In Italia dove la sinistra en cachemire continua a gestire porzioni importanti di potere è ampiamente concesso.
Uno dei pochi ad esternare il proprio pensiero in maniera netta e decisa è stato Franco Gabrielli, ecco quanto ha dichiarato il capo della Polizia: “Riproporre ex terroristi in asettici studi televisivi come se stessero discettando della quinta essenza della verità rivelata credo sia un oltraggio per tutti noi e soprattutto per chi ha dato la vita e il sangue per questo Paese. Questi signori erano delinquenti due volte perché non solo uccidevano, rapinavano, privavano gli affetti familiari, ma cercavano in una logica di morte di sovvertire le istituzioni democratiche del Paese”.

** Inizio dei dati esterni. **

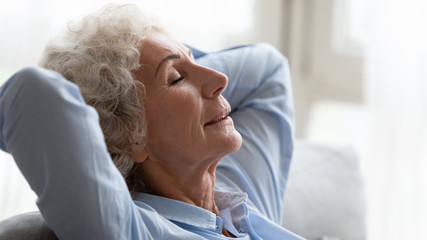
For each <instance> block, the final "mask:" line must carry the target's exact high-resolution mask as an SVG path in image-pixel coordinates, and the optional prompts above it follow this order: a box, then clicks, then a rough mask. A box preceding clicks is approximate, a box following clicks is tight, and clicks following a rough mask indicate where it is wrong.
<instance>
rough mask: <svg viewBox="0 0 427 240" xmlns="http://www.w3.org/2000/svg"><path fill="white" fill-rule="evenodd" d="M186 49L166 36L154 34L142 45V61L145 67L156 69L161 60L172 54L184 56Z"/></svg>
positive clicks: (161, 33) (143, 43) (141, 63)
mask: <svg viewBox="0 0 427 240" xmlns="http://www.w3.org/2000/svg"><path fill="white" fill-rule="evenodd" d="M185 49H186V47H185V46H184V45H183V44H181V43H179V42H177V41H175V40H174V39H172V38H171V37H169V36H168V35H166V34H163V33H159V32H152V33H151V34H150V35H149V36H148V37H147V38H145V39H144V40H143V41H142V43H141V59H140V62H141V64H143V65H146V66H147V65H149V66H150V68H152V67H155V66H154V65H157V64H158V63H159V62H160V61H161V59H163V58H164V57H166V56H168V55H170V54H184V53H185V52H186V50H185Z"/></svg>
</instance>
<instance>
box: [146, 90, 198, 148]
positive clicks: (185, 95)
mask: <svg viewBox="0 0 427 240" xmlns="http://www.w3.org/2000/svg"><path fill="white" fill-rule="evenodd" d="M145 106H146V116H147V136H148V141H150V138H151V140H155V139H157V140H159V139H160V138H165V139H163V141H162V142H167V141H168V140H167V139H170V140H177V138H178V137H179V138H180V139H181V140H183V139H185V138H186V137H189V136H190V135H191V134H194V130H195V129H197V127H198V126H199V125H200V116H201V109H202V103H201V101H200V100H199V99H197V98H195V97H194V94H192V93H191V91H175V92H173V94H169V95H166V94H165V95H163V96H159V97H156V98H152V99H150V100H148V101H146V102H145ZM153 138H155V139H153ZM175 144H176V141H175Z"/></svg>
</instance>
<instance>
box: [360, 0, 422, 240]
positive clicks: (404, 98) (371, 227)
mask: <svg viewBox="0 0 427 240" xmlns="http://www.w3.org/2000/svg"><path fill="white" fill-rule="evenodd" d="M368 4H369V8H368V10H369V11H368V12H367V18H366V20H367V23H368V25H367V26H368V33H369V34H368V36H367V40H368V41H367V49H366V56H365V60H366V65H365V79H366V81H365V92H366V101H367V102H366V103H367V106H368V109H369V116H370V121H369V122H370V125H369V134H368V138H367V139H366V141H367V143H368V146H369V150H368V151H369V154H368V156H369V157H368V159H367V161H366V162H367V163H366V164H367V165H368V166H367V168H366V169H367V174H366V177H367V180H366V182H367V184H366V185H367V195H368V198H367V199H368V231H369V233H368V236H369V239H372V240H378V239H387V240H394V239H396V240H397V239H399V240H400V239H427V231H426V229H425V228H426V227H427V14H426V12H427V2H426V1H425V0H405V1H400V0H371V1H368Z"/></svg>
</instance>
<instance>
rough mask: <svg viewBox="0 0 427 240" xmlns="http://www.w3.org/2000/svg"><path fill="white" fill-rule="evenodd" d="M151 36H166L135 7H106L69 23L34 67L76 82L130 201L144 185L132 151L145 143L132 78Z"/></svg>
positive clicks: (132, 78) (140, 112)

Altra voce in questo assurdo silenzio politico è quella della figlia dello statista. Maria Fida Moro è la primogenita dell’ex premier assassinato dalle br, non poteva ascoltare e non rispondere ed anche lei lo ha fatto senza giri di parole. “Prendo atto della sua inconsulta dichiarazione. Avrei immaginato che avrebbe risposto con il silenzio, che è d’oro. Negli ultimi quarant’anni mentre io mi arrampicavo sugli specchi per mantenere mio figlio, voi ve la siete goduta senza fatica, senza dolore e senza merito. Io sono quella del perdono nei vostri confronti, che mi è costato un baule di parolacce e minacce di morte, compresa la carta igienica sporca inviata per posta. Altri hanno trasformato in mestiere ed in una lucrosa fonte di reddito il nostro dolore.
Detesto anche solo l’idea del mestiere di vittima, che ho sempre rifiutato. Sono andata in giro gratis attraverso l’Italia per portare un messaggio di pace amorevole. Nonostante.

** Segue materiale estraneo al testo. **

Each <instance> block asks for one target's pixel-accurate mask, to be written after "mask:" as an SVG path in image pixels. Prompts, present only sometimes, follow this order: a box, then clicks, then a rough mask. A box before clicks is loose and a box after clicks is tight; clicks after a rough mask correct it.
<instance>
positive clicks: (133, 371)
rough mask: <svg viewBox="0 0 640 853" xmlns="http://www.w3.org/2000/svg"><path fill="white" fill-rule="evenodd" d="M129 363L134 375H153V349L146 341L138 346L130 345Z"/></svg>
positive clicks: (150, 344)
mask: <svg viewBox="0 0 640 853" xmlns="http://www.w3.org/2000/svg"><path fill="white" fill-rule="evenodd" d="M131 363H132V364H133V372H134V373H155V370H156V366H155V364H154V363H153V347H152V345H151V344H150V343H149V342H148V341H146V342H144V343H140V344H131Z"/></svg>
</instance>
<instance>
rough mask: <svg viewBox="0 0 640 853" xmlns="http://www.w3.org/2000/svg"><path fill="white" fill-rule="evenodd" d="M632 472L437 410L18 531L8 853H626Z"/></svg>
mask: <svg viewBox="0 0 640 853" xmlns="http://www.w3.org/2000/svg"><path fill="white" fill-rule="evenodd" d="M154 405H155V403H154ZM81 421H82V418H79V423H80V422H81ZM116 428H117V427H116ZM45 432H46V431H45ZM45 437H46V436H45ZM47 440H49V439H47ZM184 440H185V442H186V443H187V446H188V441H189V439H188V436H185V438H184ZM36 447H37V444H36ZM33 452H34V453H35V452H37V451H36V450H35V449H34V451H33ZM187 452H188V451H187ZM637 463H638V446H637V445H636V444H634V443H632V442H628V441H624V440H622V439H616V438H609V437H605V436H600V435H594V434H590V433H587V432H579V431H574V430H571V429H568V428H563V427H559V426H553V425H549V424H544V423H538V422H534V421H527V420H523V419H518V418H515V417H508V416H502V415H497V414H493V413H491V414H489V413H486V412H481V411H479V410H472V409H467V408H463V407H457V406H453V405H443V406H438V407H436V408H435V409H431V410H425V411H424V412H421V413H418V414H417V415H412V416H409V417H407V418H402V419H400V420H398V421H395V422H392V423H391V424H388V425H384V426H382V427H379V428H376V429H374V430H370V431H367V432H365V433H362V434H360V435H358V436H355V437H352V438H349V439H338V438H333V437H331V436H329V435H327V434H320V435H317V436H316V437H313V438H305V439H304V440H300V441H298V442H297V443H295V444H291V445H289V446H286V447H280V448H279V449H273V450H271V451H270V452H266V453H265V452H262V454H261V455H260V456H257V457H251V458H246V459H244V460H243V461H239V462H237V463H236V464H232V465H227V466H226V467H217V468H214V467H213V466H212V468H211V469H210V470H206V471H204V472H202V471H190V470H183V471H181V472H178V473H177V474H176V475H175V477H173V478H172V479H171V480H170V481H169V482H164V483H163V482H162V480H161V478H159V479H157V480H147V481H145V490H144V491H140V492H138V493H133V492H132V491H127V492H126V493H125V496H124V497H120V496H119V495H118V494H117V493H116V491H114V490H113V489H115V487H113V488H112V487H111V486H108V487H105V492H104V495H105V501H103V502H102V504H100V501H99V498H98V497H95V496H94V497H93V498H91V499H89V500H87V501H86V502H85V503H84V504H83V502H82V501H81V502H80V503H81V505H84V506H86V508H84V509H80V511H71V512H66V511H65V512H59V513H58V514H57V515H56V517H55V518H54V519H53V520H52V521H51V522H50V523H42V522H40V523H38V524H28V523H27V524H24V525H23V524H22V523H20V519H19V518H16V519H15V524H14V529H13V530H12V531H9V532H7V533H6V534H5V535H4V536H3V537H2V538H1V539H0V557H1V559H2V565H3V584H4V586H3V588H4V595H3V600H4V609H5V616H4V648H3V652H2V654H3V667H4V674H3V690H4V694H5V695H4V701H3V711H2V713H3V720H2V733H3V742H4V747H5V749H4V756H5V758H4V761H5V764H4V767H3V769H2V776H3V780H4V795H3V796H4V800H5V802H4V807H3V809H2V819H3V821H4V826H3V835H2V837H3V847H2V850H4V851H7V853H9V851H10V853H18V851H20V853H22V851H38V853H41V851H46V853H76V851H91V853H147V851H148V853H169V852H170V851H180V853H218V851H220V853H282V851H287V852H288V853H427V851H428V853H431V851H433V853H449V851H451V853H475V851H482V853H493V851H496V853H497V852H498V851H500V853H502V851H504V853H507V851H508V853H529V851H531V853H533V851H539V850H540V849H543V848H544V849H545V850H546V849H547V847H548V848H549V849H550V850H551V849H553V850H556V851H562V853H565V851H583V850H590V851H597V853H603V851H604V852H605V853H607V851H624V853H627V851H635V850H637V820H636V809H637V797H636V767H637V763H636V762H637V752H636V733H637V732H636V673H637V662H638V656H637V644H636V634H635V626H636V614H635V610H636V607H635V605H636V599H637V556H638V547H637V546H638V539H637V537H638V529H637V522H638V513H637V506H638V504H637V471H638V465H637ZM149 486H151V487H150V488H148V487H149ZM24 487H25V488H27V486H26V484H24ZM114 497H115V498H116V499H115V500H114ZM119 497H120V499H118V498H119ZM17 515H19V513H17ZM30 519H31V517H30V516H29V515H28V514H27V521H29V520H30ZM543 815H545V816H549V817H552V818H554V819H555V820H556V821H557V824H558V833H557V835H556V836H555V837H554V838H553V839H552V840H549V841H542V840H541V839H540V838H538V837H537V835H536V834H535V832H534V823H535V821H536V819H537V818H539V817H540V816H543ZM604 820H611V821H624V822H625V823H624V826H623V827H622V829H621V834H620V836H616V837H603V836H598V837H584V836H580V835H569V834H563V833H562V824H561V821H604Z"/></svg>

Se c’è qualcuno che ha trasformato in mestiere una morte totalmente ingiusta siete voi, portati in palma di mano, da gente vile e meschina. È paradossale che viviate da allora a braccetto con il sistema che dicevate di voler combattere. Sarà molto triste per lei sentire nel cuore il dolore che ha provocato, cosa che prima o poi succederà. Non le chiedo neppure più di fare silenzio. Parli ancora e ancora, così tutti si renderanno conto finalmente di chi siete realmente. L’unico di voi che ancora stimo è Marco Donat Cattin, che proprio come me voleva essere cancellato dalla vita e che è morto tragicamente una notte, cercando di soccorrere delle persone in autostrada”.

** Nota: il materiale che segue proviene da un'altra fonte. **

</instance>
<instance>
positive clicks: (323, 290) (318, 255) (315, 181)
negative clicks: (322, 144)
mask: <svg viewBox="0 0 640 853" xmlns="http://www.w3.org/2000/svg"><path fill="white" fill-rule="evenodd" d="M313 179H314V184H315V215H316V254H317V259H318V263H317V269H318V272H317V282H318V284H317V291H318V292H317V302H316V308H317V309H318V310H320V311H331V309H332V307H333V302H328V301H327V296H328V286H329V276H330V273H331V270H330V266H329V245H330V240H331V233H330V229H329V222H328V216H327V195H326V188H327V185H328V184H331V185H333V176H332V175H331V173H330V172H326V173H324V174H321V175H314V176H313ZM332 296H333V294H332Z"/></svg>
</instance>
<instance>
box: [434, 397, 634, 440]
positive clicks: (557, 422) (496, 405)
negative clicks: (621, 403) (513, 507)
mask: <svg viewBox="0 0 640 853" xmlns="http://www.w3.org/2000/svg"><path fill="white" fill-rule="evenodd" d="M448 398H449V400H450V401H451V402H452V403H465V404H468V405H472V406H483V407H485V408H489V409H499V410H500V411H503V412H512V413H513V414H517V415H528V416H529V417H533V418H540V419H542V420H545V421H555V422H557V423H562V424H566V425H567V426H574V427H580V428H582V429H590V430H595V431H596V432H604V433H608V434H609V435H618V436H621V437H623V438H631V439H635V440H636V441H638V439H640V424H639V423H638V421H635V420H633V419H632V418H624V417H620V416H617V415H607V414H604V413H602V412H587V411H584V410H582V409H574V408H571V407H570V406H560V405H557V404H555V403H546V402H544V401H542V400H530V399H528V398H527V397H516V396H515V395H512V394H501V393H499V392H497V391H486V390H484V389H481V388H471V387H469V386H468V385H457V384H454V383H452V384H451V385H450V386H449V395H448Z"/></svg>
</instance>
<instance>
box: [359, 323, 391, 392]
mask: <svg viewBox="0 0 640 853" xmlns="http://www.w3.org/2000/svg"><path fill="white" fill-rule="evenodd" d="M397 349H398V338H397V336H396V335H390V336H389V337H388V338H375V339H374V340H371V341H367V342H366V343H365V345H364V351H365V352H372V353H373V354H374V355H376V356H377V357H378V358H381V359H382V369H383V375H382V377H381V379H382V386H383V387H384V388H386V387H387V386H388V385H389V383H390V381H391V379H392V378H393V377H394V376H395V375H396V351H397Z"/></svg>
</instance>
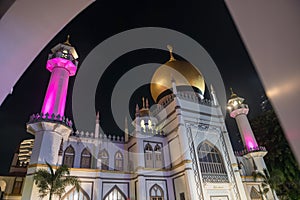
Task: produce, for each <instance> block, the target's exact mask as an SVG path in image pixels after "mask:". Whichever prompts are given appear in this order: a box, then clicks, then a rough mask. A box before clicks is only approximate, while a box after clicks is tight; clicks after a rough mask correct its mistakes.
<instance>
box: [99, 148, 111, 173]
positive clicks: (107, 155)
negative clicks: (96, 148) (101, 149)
mask: <svg viewBox="0 0 300 200" xmlns="http://www.w3.org/2000/svg"><path fill="white" fill-rule="evenodd" d="M98 159H99V160H100V165H101V169H104V170H109V157H108V153H107V151H106V150H105V149H103V150H102V151H100V152H99V155H98Z"/></svg>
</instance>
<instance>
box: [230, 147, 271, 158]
mask: <svg viewBox="0 0 300 200" xmlns="http://www.w3.org/2000/svg"><path fill="white" fill-rule="evenodd" d="M259 151H267V149H266V147H264V146H257V147H255V148H250V149H249V150H248V149H243V150H241V151H235V152H234V154H235V155H236V156H243V155H246V154H248V153H252V152H259Z"/></svg>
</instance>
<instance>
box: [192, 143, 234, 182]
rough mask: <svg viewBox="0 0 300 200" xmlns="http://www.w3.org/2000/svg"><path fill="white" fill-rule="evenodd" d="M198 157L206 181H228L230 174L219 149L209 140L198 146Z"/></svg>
mask: <svg viewBox="0 0 300 200" xmlns="http://www.w3.org/2000/svg"><path fill="white" fill-rule="evenodd" d="M198 157H199V163H200V168H201V174H202V178H203V181H204V182H228V176H227V173H226V169H225V166H224V163H223V159H222V156H221V153H220V152H219V150H218V149H217V148H216V147H215V146H213V145H211V144H210V143H208V142H202V143H201V144H200V145H199V146H198Z"/></svg>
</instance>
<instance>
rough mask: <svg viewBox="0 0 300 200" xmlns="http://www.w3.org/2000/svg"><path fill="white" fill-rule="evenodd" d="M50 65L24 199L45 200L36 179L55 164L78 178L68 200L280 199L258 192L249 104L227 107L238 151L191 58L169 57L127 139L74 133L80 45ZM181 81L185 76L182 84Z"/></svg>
mask: <svg viewBox="0 0 300 200" xmlns="http://www.w3.org/2000/svg"><path fill="white" fill-rule="evenodd" d="M51 51H52V52H51V54H50V55H49V58H48V61H47V64H46V68H47V69H48V70H49V71H50V72H51V78H50V82H49V85H48V89H47V92H46V95H45V99H44V103H43V107H42V109H41V113H39V114H35V115H32V116H31V117H30V120H29V122H28V123H27V131H28V132H29V133H31V134H33V135H34V136H35V141H34V146H33V149H32V154H31V158H30V163H29V164H28V166H27V175H26V179H25V181H24V184H23V186H22V199H23V200H28V199H40V198H39V193H38V188H37V187H36V185H35V184H34V180H33V175H34V173H35V171H36V170H37V169H40V168H46V165H45V161H47V162H48V163H50V164H51V165H53V166H54V167H55V166H57V165H62V164H64V165H67V166H68V167H69V168H70V172H71V175H74V176H77V177H78V178H79V179H80V182H81V184H80V190H79V191H77V190H76V189H75V188H74V187H72V186H68V187H67V188H66V189H65V190H66V193H65V194H64V195H63V196H62V198H61V199H63V200H79V199H80V200H92V199H94V200H100V199H101V200H102V199H103V200H129V199H130V200H198V199H199V200H258V199H265V198H266V197H267V198H268V199H277V198H276V194H275V193H273V192H271V190H269V192H267V193H265V194H264V193H261V192H260V191H262V190H263V189H264V188H263V186H262V180H260V179H257V180H256V179H254V178H253V176H252V174H253V172H258V171H259V172H264V171H265V169H266V165H265V163H264V159H263V157H264V156H265V155H266V154H267V151H266V149H265V148H264V147H260V146H259V145H258V144H257V142H256V139H255V137H254V135H253V132H252V129H251V127H250V124H249V121H248V119H247V114H248V111H249V108H248V105H247V104H245V102H244V99H243V98H242V97H239V96H238V95H237V94H235V93H234V92H232V94H231V97H230V99H229V100H228V104H227V108H228V111H229V114H230V117H232V118H233V119H232V120H234V119H235V120H236V123H237V125H238V128H239V131H240V134H241V138H242V140H243V144H244V148H245V149H244V150H243V151H241V152H234V151H233V148H232V145H231V142H230V139H229V133H228V131H227V129H226V125H225V121H224V117H223V115H222V110H221V108H222V106H224V105H219V102H218V99H217V95H216V92H215V90H214V88H213V87H212V86H210V96H211V98H210V99H209V100H208V99H205V98H204V92H205V80H204V77H203V76H202V74H201V72H200V71H199V70H198V69H197V68H196V67H195V66H193V65H192V64H190V63H189V62H187V61H181V60H176V59H175V58H174V56H173V54H172V49H171V48H170V59H169V61H167V62H166V63H165V64H163V65H162V66H161V67H159V68H158V69H157V70H156V72H155V73H154V74H153V77H152V81H151V94H152V97H153V99H154V100H155V101H156V103H157V104H158V106H157V109H156V110H150V109H149V107H150V106H149V103H148V100H147V99H144V98H143V99H142V106H141V107H139V106H136V110H135V119H134V121H133V125H134V130H133V131H132V132H131V131H130V132H129V129H128V126H127V122H125V135H124V137H119V136H118V137H116V136H111V135H105V134H103V133H101V132H100V124H99V113H97V114H96V116H95V131H94V132H93V133H88V132H84V131H77V132H75V133H74V132H73V129H72V122H71V121H70V120H68V118H66V117H65V116H64V110H65V102H66V94H67V88H68V79H69V76H74V75H75V74H76V70H77V65H78V62H77V58H78V55H77V53H76V50H75V48H74V47H73V46H72V45H71V44H70V43H69V42H68V41H66V42H65V43H60V44H58V45H57V46H55V47H54V48H52V50H51ZM182 76H183V77H184V79H182Z"/></svg>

Maria Fida Moro ha poi pubblicato un video titolato “Adesso basta” nel quale è ancora più esplicita nella sua convinzione: “Che palle il quarantennale lo dico io, non i brigatisti. E non Barbara Balzerani. Loro dovrebbero starsene zitti. Io posso lamentarmi del quarantennale. Io che non l’ho provocato ma che l’ho subito. E ho il titolo per dirlo. Anche solo per la semplice ragione che mi dà dolore. Ma la signora Barbara Balzerani non può dirlo perché lei è tra coloro che l’hanno provocato. E, quindi, si tiene i risultati di quanto messo in atto”.
Sono centinaia e centinaia le persone oltre a Maria Fida Moro che hanno titolo e voce per zittire brigatisti, assassini con la bandiera rossa e assassini con la bandiera nera, nel ventennio più triste della nostra Repubblica.